Three years later, Marshall's Office of Net Assessment offered a similar view. Buried in a report titled "The Military-Technical Revolution--A Preliminary Assessment" was the description of a new kind of threat and warrior. The report called him a "streetfighter."

In Rumsfeld's new Pentagon, though, terrorism was a lower-priority threat. Instead, he and his staff had launched a series of studies, from ways to "transform" the military to new fighting techniques to looks at the Pentagon's purchasing and personnel policies.
Rumsfeld was recycled from the Cold War era so it makes sense that he would apply Cold War philosophy to modern threats. Say what you will, but the man certainly understood that there are people in this world who would love nothing more than to see us all dead and that a traditional military isn't going to stop them.

Maybe it's strange that a Cold War baby like me (who was raised on the threat of a cataclysmic nuclear event a la "War Games") doesn't fear a nuclear state of Iran. It's not that I'm unconcerned about it, it's just that I don't believe Iran would benefit from waging nuclear war as much as it benefits from having the mere capability to do so. Same as for most nuke states -- eventually it's going to come down to self preservation and the global economy. Iran is not some small, isolated militant group -- they're a completely functional state, fully engaged in the global economy. I find it implausible that Iran would prioritize Israel's obliteration over its own existence. I also have to wonder how anxious Iranians are for war again -- their eight year war with Iraq (1980-1988) cost them 1 million casualties and $319B -- although I'm sure it would be possible to provoke one if Israel decided to get pre-emptive.

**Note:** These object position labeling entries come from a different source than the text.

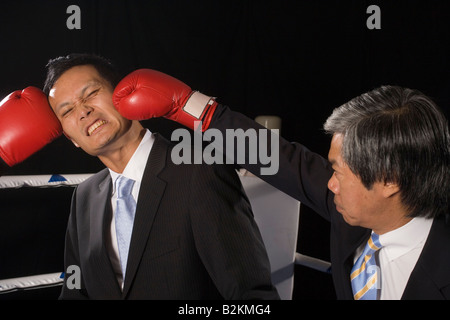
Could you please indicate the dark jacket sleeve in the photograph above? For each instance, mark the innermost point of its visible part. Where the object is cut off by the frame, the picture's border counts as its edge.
(302, 174)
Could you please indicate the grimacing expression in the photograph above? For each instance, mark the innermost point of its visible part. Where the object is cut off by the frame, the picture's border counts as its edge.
(82, 101)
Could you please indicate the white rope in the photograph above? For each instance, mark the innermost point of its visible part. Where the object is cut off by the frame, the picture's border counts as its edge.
(44, 181)
(31, 282)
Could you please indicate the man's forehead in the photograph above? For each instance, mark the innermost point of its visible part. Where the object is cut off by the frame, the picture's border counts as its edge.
(334, 154)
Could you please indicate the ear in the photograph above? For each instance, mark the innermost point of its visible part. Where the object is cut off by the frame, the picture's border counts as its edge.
(390, 189)
(76, 144)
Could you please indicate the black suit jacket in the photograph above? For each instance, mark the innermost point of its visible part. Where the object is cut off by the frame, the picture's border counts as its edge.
(304, 176)
(194, 236)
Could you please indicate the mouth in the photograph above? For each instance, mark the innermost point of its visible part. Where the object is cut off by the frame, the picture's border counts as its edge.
(95, 126)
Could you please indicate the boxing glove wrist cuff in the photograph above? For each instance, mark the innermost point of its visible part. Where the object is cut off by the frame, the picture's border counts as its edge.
(198, 104)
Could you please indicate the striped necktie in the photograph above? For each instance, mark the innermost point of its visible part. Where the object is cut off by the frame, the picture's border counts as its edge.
(124, 218)
(365, 275)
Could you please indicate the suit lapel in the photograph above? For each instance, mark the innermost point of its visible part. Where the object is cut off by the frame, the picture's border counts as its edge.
(150, 194)
(100, 220)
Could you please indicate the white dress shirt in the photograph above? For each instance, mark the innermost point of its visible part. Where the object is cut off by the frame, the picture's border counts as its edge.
(133, 170)
(399, 254)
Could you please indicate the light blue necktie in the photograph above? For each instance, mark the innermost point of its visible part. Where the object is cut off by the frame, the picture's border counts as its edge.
(365, 275)
(124, 218)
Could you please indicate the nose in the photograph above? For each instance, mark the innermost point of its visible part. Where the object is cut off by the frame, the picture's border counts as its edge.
(84, 111)
(333, 184)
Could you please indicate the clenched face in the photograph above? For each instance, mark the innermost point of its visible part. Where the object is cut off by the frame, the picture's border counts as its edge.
(82, 101)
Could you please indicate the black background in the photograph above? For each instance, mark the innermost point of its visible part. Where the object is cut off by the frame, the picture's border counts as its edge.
(295, 59)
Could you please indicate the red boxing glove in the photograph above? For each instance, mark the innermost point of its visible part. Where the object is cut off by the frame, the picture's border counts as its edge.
(146, 93)
(27, 124)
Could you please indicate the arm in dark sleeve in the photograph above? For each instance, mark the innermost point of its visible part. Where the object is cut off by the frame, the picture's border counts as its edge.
(302, 174)
(227, 237)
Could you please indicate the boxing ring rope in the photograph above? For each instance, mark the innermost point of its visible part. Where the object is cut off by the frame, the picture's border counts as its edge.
(72, 180)
(37, 181)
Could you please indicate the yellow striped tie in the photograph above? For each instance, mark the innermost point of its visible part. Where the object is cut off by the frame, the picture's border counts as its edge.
(365, 275)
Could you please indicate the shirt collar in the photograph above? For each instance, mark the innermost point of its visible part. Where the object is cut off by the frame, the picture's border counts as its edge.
(402, 240)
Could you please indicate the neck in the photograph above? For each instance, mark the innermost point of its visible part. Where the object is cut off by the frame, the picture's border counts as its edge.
(393, 217)
(118, 158)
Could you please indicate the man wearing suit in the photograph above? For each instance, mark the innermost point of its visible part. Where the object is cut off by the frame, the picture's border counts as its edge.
(193, 235)
(384, 189)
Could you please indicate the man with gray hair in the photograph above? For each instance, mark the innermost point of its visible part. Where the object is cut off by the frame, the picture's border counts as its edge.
(384, 188)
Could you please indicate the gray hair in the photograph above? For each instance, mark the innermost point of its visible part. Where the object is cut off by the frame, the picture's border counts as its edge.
(394, 134)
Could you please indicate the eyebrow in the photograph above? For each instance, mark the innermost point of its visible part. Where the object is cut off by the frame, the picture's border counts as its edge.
(82, 93)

No, I am far more afraid of the crippling effects of lower-tech threats. I think all the time about how truly terrorized we'd all be if someone blew up an elementary school in the midwest. How many parents would be willing to drop their kids off at school the next day? Or the long term effect on our economy if al-Qaeda managed to blow up, say, the Mall of America, and people everywhere were afraid to go shopping for a few months. It's not unthinkable... Timothy McVeigh managed to load enough fertilizer onto a truck to wipe the face off a public building and kill 168 people. An explosive device inside a container in a California shipyard would likely paralyze commerce for months.
How about a toxin poured into a city water supply? These kinds of attacks are far more likely -- and with huge, huge repercussions -- than a nuke on our soil.

We are somewhat lucky that we've got two oceans serving as geographical moats and, for as concerned as we are about immigration, we in America are still a pretty homogeneous group. We've got a worrisome uncontrolled entry on our South border that needs to be addressed but I think the terrorism threat is -- or at least was, until Iraq -- something that we could effectively counter with specially targeted operations and organized international effort. Never eliminate, but certainly marginalize. We could nuke the entire Middle East and still never anticipate or eliminate every remaining terror threat.

The great debate, it seems to me, is not whether or not there is a threat against us but rather how best to counter it. Iraq has been counter productive in that regard and, if the election is any indication, people are starting to recognize that. Maybe now we can start to refocus our energies accordingly. The pre-emptive strike theory was naive at best, immoral at worst, and just about the worst read of a situation, ever. I hope this experiement is over... we've wasted precious time.